Superconductor/Ferromagnet Hybrid Systems
When a superconductor (S) is put in contact with a normal metal (N), the normal metal takes on some superconducting-like properties near the S/N interface. This "proximity effect" can extend several hundreds of nanometers into the N layer at very low temperatures. When a superconductor is put in contact with a ferromagnet (F), the situation is more interesting, as illustrated in the cartoon to the right. The ferromagnet F is represented by a spin-up band and a spin-down band, which are separated by the twice the exchange energy, Eex. When the two electrons from a Cooper pair enter F, they must enter different spin bands. Hence the pair acquires a finite momentum ℏQ, where Q = kF↑ - kF↓ = 2Eex/ ℏvF. Alternatively, one can say that the pair correlation function oscillates with wavevector Q. That oscillation decays algebraically in ballistic systems, or exponentially in diffusive systems. The oscillation period is 2πξF = 2π/Q = hvF/2Eex. Large values of Eex (of order one electron-Volt) in strong ferromagnets lead to very short values of the oscillation period - about 1 nm in Ni, Fe, or Co.

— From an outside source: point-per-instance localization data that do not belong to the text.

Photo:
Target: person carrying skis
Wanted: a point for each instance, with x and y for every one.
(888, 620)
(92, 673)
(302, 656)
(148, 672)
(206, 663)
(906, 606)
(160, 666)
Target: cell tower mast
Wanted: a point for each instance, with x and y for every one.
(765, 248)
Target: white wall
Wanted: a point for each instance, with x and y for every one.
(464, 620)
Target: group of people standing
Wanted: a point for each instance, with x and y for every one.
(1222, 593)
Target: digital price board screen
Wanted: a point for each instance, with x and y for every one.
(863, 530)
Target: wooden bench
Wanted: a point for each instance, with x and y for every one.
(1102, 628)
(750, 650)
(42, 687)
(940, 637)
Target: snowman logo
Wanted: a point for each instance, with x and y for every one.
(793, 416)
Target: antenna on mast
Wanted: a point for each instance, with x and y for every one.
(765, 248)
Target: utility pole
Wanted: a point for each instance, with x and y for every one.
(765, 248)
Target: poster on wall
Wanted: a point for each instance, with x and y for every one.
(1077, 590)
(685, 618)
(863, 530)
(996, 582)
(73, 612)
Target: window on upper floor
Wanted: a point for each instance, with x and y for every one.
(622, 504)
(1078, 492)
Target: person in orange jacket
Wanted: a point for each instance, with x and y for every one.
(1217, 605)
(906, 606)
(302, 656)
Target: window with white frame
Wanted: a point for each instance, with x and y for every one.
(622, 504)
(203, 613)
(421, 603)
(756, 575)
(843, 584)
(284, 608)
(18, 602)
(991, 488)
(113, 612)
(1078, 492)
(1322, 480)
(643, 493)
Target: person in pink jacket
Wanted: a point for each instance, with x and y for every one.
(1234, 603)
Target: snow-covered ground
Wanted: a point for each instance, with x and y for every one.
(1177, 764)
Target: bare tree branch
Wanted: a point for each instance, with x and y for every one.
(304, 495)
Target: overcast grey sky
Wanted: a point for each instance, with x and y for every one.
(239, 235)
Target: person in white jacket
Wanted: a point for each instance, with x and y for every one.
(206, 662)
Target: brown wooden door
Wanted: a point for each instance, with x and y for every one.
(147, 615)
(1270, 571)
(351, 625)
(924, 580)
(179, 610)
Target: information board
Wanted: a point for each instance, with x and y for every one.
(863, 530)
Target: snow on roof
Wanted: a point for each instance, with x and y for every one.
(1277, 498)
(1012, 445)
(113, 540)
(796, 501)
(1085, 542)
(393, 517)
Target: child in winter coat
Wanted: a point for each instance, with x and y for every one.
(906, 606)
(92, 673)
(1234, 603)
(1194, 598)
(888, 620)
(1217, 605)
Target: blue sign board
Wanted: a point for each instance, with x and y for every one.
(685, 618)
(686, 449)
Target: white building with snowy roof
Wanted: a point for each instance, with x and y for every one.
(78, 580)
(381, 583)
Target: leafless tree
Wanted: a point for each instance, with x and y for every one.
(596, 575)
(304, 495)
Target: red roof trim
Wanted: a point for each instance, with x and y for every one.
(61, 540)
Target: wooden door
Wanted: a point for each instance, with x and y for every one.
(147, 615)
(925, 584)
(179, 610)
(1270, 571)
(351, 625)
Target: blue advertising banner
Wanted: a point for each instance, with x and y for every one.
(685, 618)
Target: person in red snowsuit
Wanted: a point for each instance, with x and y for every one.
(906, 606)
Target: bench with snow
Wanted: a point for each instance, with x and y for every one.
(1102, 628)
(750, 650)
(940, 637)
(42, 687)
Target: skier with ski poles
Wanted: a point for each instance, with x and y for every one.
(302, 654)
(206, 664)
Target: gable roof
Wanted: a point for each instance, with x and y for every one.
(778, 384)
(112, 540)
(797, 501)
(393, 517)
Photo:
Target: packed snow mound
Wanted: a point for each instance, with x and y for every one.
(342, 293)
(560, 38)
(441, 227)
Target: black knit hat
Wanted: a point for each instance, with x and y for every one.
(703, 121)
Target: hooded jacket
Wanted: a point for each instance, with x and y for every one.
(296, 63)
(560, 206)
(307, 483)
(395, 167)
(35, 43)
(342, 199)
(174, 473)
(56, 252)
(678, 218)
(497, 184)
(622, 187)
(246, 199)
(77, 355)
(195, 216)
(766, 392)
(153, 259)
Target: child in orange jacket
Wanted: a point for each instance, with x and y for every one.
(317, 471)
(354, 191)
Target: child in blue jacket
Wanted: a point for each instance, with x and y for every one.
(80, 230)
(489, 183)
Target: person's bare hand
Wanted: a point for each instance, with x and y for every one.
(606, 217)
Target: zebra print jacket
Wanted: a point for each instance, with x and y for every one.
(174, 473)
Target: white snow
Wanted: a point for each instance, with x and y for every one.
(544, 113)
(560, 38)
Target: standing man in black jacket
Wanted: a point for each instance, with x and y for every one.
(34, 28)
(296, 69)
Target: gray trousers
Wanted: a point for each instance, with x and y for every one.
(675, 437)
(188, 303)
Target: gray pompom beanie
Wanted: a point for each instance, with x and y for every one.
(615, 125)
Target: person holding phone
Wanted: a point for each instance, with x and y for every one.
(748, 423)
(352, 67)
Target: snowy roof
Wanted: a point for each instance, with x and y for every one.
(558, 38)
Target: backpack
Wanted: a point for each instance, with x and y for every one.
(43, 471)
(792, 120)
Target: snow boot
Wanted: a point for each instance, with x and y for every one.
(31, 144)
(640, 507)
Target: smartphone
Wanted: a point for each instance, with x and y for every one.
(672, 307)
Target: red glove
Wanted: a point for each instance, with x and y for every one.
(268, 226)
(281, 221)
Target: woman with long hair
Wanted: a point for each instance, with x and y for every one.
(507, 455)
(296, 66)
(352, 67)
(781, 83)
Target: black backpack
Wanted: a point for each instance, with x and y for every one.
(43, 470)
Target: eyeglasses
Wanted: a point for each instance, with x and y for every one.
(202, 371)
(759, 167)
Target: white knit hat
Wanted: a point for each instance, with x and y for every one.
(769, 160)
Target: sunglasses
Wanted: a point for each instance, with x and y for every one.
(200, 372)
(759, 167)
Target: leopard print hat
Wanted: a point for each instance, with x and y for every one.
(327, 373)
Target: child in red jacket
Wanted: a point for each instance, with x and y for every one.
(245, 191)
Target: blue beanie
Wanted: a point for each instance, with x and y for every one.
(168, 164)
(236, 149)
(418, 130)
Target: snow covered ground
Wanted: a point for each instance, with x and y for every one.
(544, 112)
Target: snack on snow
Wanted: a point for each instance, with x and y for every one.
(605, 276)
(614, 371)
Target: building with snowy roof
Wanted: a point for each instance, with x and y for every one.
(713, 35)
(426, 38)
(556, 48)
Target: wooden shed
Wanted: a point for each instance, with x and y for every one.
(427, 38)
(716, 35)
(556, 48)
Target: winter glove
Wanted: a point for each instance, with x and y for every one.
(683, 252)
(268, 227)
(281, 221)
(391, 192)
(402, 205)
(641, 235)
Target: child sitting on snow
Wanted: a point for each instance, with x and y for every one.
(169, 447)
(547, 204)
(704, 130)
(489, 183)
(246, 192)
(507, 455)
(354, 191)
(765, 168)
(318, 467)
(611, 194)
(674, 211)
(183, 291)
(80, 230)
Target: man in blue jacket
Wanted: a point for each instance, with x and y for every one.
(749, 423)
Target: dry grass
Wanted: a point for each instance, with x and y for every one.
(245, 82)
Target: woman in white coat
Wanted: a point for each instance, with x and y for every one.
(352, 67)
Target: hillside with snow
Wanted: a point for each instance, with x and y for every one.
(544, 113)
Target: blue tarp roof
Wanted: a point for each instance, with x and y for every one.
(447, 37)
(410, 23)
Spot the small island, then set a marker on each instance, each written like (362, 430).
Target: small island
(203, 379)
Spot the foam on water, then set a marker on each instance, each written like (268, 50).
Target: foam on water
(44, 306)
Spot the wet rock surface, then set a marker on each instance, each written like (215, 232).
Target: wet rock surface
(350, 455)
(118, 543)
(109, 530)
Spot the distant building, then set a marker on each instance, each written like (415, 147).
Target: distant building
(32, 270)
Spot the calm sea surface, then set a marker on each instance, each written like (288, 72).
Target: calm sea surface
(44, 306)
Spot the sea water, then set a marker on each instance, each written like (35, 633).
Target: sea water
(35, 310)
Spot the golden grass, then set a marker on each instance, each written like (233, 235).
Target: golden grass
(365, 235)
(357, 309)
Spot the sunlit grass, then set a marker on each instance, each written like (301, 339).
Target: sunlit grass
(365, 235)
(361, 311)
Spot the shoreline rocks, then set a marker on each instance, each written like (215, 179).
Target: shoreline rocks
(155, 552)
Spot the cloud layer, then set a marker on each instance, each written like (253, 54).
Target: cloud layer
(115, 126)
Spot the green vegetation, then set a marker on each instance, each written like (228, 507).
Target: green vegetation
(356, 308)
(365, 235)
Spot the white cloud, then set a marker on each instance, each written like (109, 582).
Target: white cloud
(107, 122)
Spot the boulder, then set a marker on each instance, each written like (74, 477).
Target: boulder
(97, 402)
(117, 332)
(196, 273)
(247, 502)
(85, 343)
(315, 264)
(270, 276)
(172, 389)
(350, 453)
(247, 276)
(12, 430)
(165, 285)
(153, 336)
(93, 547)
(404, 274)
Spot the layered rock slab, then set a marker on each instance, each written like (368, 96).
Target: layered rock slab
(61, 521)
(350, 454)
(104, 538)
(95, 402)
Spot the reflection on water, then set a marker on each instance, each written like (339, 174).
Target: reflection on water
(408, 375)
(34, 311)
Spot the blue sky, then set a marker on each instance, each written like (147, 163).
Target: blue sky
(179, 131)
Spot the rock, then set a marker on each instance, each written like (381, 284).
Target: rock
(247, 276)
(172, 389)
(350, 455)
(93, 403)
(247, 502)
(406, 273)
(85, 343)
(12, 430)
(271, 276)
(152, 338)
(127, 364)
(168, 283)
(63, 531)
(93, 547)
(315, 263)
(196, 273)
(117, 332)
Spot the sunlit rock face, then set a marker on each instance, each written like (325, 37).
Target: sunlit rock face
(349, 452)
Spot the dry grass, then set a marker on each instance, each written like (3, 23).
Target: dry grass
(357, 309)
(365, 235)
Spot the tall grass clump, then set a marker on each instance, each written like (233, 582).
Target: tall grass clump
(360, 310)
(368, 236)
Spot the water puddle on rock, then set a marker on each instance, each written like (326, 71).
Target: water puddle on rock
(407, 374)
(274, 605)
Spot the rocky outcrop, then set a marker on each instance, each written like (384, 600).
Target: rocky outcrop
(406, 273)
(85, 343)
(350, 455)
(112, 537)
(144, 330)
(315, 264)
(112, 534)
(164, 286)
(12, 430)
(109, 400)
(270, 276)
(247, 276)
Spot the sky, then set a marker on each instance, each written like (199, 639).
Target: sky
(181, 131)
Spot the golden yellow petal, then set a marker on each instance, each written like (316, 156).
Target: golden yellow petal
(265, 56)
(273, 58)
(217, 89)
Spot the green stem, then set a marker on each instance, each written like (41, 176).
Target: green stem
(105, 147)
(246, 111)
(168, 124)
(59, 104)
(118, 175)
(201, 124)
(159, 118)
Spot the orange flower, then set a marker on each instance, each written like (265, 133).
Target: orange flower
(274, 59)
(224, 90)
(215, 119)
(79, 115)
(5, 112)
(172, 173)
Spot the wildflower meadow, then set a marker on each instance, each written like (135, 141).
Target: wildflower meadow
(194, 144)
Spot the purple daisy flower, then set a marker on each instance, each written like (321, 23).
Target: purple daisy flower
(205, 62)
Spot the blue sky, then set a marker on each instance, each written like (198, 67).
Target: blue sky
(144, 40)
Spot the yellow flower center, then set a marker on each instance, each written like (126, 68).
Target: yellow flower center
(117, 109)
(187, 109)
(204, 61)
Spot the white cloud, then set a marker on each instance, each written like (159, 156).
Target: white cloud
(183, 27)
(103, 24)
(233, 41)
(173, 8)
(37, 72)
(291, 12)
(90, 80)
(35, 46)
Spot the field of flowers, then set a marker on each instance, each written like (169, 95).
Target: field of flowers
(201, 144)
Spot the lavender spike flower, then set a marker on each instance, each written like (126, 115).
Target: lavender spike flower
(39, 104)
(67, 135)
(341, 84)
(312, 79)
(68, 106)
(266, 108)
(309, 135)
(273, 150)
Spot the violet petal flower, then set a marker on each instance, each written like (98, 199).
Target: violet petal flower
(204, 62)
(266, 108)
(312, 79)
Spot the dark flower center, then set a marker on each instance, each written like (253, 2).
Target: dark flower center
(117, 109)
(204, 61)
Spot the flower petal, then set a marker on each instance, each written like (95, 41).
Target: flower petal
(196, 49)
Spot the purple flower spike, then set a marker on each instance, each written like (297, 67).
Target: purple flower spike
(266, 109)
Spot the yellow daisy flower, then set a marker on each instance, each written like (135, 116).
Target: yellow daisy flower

Applications to Cryogenic Memory
Today's supercomputers are large and power hungry. There is an increasing need for data centers and large computing facilities that conventional CMOS technology is not equipped to handle. Estimates suggest a superconducting computer would be orders of magnitude more energy efficient than current semiconductor-based supercomputers. In order to realize this possibility, there is a need for superconducting cryogenic memory. Our collaborators at Northrop Grumman have developed a theoretical memory cell to meet this need that utilizes phase-controllable Josephson junctions like the one we made above. They continue to work on the read/write mechanism for the memory cell as well as the superconducting logic circuits for the supercomputer. Once our switchable junctions are fully optimized, we plan to combine them with Northrop's cell to create a fully functional Random Access Memory.